Ernest John Elton, (25 December 1893 – 8 March 1958) was the highest scoring British non-commissioned flying ace during the First World War. He was credited with 17 aerial victories.

==Early life==
He was born in Wimborne Workhouse, the son of Edith Jane Frampton, an unmarried domestic servant from Mannington, and was fostered by local midwife Hannah Elton and her husband Henry, subsequently adopting their surname as his own. As a boy he sang in the choir of Wimborne Minster, and after leaving school was apprenticed at a local Cycle and Carriage Works.

==Military service==
Elton enlisted in the Royal Flying Corps on 11 August 1914, serving as an air mechanic (Note: When he enlisted in 1914 his previous occupation was given as a Motor Cycle Mechanic). While serving with No. 6 Squadron in France in June 1915, he assisted Captain Lanoe Hawker in developing a machine gun mount for the Bristol Scout. In late 1916, he returned to England to train as a pilot, and was later assigned to No. 22 Squadron.

On 26 February 1918, Elton piloted a Bristol F.2b Fighter to his first victory, when he destroyed two Albatros D.Vs near Lens.
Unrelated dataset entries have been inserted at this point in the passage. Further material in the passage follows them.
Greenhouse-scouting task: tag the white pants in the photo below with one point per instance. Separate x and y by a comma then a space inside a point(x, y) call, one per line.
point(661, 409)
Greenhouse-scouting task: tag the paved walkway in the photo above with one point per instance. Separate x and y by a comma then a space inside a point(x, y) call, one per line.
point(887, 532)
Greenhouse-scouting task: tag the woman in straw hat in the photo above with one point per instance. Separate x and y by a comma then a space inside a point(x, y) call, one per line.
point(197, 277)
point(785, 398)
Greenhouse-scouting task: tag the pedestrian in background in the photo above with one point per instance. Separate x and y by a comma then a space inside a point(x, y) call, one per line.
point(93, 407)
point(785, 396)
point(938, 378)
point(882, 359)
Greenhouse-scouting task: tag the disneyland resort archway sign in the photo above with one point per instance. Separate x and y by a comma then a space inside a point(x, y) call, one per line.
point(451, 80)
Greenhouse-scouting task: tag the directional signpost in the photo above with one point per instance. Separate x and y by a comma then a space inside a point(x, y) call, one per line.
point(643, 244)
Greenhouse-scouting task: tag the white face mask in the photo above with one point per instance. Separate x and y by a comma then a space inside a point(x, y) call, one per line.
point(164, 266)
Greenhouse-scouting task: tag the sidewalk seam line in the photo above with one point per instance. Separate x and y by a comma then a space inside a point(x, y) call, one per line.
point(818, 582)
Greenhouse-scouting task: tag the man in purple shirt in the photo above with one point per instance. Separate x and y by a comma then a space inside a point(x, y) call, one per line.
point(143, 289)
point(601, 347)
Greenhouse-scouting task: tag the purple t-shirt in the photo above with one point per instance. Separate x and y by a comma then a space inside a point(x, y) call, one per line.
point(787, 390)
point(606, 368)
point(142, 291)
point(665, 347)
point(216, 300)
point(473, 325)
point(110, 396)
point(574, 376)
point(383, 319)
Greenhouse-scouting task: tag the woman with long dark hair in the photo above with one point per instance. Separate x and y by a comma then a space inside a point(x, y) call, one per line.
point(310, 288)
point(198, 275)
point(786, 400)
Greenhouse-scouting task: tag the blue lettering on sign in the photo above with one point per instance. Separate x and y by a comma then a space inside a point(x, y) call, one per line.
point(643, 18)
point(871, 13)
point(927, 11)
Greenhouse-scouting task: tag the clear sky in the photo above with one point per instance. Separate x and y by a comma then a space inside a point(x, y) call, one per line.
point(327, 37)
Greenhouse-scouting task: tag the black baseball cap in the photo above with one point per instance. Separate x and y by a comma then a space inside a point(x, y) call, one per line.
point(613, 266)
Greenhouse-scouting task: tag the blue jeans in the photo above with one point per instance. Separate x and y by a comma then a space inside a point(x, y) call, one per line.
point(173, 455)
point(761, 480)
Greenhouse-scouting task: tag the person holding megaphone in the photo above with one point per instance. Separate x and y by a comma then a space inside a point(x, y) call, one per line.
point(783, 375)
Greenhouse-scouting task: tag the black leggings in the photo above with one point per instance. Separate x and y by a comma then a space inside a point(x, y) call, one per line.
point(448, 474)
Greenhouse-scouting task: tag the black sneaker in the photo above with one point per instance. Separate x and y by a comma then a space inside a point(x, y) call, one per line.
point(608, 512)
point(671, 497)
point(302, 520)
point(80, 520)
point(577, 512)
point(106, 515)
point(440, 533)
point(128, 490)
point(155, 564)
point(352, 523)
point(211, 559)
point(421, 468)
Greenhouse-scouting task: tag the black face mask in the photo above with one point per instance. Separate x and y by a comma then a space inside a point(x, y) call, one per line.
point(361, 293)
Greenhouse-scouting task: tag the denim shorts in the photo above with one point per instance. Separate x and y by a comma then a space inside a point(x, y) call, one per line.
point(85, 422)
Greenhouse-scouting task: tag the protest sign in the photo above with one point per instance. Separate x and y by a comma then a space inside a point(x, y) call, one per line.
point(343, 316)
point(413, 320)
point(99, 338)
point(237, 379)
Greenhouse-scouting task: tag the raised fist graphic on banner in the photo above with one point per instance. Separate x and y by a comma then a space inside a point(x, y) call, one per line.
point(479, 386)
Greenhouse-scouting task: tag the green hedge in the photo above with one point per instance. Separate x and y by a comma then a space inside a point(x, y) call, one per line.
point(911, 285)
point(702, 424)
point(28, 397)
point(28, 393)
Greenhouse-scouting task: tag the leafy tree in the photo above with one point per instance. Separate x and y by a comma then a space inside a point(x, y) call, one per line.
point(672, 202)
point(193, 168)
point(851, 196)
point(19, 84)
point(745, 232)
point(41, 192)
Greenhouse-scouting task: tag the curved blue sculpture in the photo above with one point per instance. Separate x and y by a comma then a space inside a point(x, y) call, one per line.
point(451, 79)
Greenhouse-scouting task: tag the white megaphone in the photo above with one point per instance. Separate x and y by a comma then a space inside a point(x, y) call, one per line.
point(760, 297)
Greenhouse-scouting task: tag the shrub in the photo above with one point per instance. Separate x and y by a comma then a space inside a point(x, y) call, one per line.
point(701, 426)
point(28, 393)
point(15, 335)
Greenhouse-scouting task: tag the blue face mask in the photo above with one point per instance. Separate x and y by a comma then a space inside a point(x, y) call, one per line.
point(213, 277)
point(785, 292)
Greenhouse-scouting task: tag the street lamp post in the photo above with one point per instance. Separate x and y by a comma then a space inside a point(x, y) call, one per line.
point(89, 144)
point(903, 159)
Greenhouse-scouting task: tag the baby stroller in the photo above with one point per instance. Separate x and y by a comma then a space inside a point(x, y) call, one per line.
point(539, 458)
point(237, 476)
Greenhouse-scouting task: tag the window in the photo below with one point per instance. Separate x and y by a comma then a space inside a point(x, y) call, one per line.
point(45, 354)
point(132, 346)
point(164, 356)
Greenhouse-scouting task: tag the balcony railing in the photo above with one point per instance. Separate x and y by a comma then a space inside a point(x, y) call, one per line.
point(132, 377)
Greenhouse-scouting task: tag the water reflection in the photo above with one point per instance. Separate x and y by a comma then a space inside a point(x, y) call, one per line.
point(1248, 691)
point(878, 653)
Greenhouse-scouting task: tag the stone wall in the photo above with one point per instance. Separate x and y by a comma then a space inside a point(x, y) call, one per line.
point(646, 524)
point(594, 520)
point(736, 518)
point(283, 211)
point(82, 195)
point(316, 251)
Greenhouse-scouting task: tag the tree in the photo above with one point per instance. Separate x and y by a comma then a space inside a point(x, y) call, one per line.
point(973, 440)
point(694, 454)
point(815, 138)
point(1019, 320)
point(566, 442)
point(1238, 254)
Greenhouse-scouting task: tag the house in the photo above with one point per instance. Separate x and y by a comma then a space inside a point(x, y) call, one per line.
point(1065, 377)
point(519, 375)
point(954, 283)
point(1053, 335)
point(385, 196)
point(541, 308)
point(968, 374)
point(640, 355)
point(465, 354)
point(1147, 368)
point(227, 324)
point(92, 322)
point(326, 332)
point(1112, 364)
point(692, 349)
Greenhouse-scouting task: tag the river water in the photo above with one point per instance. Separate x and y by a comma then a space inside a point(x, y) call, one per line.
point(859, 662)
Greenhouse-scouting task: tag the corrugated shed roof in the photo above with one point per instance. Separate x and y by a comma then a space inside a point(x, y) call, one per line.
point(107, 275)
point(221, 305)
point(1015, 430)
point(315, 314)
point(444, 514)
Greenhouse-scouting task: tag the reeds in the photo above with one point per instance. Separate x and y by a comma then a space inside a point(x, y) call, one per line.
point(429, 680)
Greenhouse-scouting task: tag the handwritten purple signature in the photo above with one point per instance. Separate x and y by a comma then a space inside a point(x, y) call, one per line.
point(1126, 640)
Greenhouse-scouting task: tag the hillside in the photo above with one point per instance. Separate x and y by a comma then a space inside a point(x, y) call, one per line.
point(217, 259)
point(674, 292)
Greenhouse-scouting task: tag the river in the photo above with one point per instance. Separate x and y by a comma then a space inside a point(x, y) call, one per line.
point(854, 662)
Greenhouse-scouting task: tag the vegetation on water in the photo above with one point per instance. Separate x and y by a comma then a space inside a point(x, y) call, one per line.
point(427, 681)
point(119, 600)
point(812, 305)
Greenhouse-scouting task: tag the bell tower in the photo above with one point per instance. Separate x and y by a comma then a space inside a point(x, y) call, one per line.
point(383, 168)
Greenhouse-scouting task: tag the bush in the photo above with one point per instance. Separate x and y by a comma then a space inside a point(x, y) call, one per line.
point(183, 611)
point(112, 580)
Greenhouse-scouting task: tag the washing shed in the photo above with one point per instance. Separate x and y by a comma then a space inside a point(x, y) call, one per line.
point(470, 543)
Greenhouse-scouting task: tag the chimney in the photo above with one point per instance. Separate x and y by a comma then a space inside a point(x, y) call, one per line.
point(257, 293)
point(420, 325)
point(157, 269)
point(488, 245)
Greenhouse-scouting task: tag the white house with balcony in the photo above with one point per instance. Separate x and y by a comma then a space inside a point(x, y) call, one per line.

Following the engagement his engine failed, and Elton glided the six miles back to the Allied lines, but crash-landed in no man's land. His observer/gunner Sergeant Hagen had been wounded in the leg, so Elton dragged him out of the aircraft and into a shell hole, then crawled and ran 200 yards to the Allied lines to fetch help. He returned with a first aid man to dress Hagen's wounds, then sat with him until dark, when he was stretchered back to safety. The aircraft was later recovered and was found to be riddled with bullet holes, including in the fuel tank under the pilot's seat.

In the next 31 days, Elton would be credited with destroying twelve more enemy aircraft and driving two down out of control. He scored ten of his wins himself, and his gunner in the rear seat scored six times. His string culminated in a triple victory on 29 March 1918, when he destroyed three German two-seater reconnaissance planes in ten minutes. They were the only two-seaters he ever destroyed; the remainder of his wins were over enemy fighters, principally Albatros D.Vs.

Elton was awarded the Military Medal "for bravery in the Field" in April 1918, and in June was awarded the Distinguished Conduct Medal, his citation reading:

1429 Sjt. E. J. Elton, MM, RAF.
For conspicuous gallantry and devotion to duty. During the past month he has destroyed six hostile machines and brought down another out of control. On two of these occasions he has caused two enemy planes to crash to earth, although on each occasion his formation was fighting against very heavy odds. He has at all times displayed the most marked courage, skill and determination.

In September 1918 he was awarded the Bronze Medal of Military Valour by Italy.

Elton was discharged from the Royal Air Force in 1922.